Defendant's chief contention is that his conviction and sentence for burglary (Count III of the indictment) must be reversed since it arose out of the same conduct as the robbery conviction. The State responds that the burglary conviction should not be reversed since the instant case "does not involve a single continuous transaction." Rather, it is asserted that defendant completed the burglary upon entering the Lloyd home and formed the intent to commit robbery only after he was discovered in the bathroom by Ruth Lloyd.

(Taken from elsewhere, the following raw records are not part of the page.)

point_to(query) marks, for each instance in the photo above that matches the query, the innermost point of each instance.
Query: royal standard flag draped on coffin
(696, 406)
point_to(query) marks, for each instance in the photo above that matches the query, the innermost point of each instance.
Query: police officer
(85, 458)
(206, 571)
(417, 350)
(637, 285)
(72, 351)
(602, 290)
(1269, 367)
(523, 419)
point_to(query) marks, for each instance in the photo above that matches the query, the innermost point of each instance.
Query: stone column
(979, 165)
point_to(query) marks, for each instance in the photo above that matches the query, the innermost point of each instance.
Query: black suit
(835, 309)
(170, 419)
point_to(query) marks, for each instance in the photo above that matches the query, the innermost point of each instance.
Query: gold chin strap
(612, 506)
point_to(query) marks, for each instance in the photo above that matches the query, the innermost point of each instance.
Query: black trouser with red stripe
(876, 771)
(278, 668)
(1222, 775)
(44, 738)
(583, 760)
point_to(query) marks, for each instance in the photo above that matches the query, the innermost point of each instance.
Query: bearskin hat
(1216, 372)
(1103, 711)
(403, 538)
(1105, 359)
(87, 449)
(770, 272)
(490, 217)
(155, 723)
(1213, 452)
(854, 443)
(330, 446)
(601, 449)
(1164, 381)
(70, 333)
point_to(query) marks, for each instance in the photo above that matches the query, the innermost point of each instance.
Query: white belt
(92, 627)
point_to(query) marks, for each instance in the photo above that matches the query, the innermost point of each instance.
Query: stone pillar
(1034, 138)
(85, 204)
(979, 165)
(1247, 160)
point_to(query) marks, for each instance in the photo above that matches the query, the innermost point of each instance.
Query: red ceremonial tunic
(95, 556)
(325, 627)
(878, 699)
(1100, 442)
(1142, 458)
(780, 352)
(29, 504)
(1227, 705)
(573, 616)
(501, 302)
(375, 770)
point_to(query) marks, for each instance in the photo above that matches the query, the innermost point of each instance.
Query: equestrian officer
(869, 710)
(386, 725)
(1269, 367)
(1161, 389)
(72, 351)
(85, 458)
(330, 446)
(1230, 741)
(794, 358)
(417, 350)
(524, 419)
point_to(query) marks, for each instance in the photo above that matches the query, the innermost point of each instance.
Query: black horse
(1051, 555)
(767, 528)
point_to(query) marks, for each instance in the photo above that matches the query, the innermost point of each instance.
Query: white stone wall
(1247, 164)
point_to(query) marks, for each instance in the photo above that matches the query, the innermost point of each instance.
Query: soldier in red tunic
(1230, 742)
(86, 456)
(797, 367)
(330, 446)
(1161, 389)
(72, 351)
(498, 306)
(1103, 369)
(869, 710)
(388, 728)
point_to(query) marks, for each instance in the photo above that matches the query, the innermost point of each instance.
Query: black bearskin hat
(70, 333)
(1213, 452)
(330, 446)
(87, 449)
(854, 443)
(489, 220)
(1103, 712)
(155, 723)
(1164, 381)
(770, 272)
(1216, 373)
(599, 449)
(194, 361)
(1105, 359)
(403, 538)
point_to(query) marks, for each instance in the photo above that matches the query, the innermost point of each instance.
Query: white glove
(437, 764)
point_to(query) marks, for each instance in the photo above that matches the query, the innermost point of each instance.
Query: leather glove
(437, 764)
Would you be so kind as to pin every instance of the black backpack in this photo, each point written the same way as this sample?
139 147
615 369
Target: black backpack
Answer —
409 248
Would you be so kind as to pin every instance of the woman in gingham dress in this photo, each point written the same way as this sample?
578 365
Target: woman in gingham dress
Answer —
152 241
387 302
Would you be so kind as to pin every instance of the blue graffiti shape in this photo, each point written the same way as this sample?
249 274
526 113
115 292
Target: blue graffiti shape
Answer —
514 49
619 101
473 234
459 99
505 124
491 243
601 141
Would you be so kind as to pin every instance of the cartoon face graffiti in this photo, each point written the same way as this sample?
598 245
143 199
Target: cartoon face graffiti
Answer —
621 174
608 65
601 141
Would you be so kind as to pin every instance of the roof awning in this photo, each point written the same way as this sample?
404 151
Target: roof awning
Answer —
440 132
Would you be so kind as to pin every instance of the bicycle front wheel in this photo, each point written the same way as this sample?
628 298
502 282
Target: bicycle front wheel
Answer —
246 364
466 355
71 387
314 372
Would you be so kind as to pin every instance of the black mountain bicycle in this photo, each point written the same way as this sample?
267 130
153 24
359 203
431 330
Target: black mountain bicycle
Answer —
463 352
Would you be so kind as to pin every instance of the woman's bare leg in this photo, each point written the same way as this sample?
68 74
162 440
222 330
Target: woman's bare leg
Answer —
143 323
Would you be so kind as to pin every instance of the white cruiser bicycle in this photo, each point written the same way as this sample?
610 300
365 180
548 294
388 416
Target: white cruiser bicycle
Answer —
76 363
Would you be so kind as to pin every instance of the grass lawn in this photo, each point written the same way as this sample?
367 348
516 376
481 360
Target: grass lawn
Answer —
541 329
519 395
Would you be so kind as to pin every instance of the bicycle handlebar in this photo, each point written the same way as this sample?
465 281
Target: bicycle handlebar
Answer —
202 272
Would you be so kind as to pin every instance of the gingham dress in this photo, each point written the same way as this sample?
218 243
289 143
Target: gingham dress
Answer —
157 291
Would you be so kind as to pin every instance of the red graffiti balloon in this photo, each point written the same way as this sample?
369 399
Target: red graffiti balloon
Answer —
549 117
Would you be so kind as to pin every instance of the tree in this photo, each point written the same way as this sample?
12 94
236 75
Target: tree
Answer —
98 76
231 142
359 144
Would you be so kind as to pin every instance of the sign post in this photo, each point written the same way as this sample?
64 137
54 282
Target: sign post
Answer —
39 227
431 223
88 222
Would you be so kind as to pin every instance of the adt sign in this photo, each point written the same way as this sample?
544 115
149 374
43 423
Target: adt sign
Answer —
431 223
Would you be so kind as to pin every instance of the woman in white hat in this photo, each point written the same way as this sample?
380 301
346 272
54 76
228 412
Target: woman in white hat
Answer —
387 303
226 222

• 1, 2 A person may not be convicted of multiple offenses arising out of the same act or the same conduct. Only the judgment and sentence for the most serious of the offenses may stand. (People v. Schlenger, 13 Ill.2d 63, 147 N.E.2d 316; People v. Lilly, 56 Ill.2d 493, 309 N.E.2d 1.) The most recent interpretation of the Schlenger-Lilly finding is found in People v. Williams, 60 Ill.2d 1, 322 N.E.2d 819. There the defendant and an accomplice gained entry into a dwelling and were confronted by the homeowner, one Joseph Calderone. A scuffle ensued in which Calderone was shot. The defendant then proceeded to threaten Calderone's wife with a gun and rob the premises. Among the contentions raised by the defendant was that it was improper for him to be convicted of both armed robbery and burglary. The court held at page 14 that:
"* * * although burglary and armed robbery involve different elements of proof and the men committed a series of acts, their unauthorized entry with the intent to commit theft and the actual theft by means of armed robbery constitute two offenses arising from the same conduct involved in robbing the Calderones. Only the conviction of the most serious of the two offenses, armed robbery, can stand, and the judgment and sentence on the burgary conviction must be reversed." (60 Ill.2d 1, 14.)
Similarly, in the instant case, defendant's unauthorized entry with intent to commit theft, and the actual theft by means of robbery, constitute two offenses arising from the same conduct. However, in accordance with the Williams holding, only the conviction of the more serious of the two offenses, the robbery of Ruth Lloyd, can stand, and the judgment and sentence on the burglary conviction must be reversed. See also People v. Johnson, 25 Ill. App.3d 976, 323 N.E.2d 777; People v. Johnson, 28 Ill. App.3d 799.
For the foregoing reasons we (1) affirm defendant's conviction for the robbery of Ruth Lloyd (Count I), (2) vacate the judgment of conviction for the robbery of Tillman Lloyd (Count II) and (3) reverse the judgment of conviction and sentence for burglary (Count III).
Affirmed in part; reversed in part; vacated in part.
BARRETT, P.J., and LORENZ, J., concur.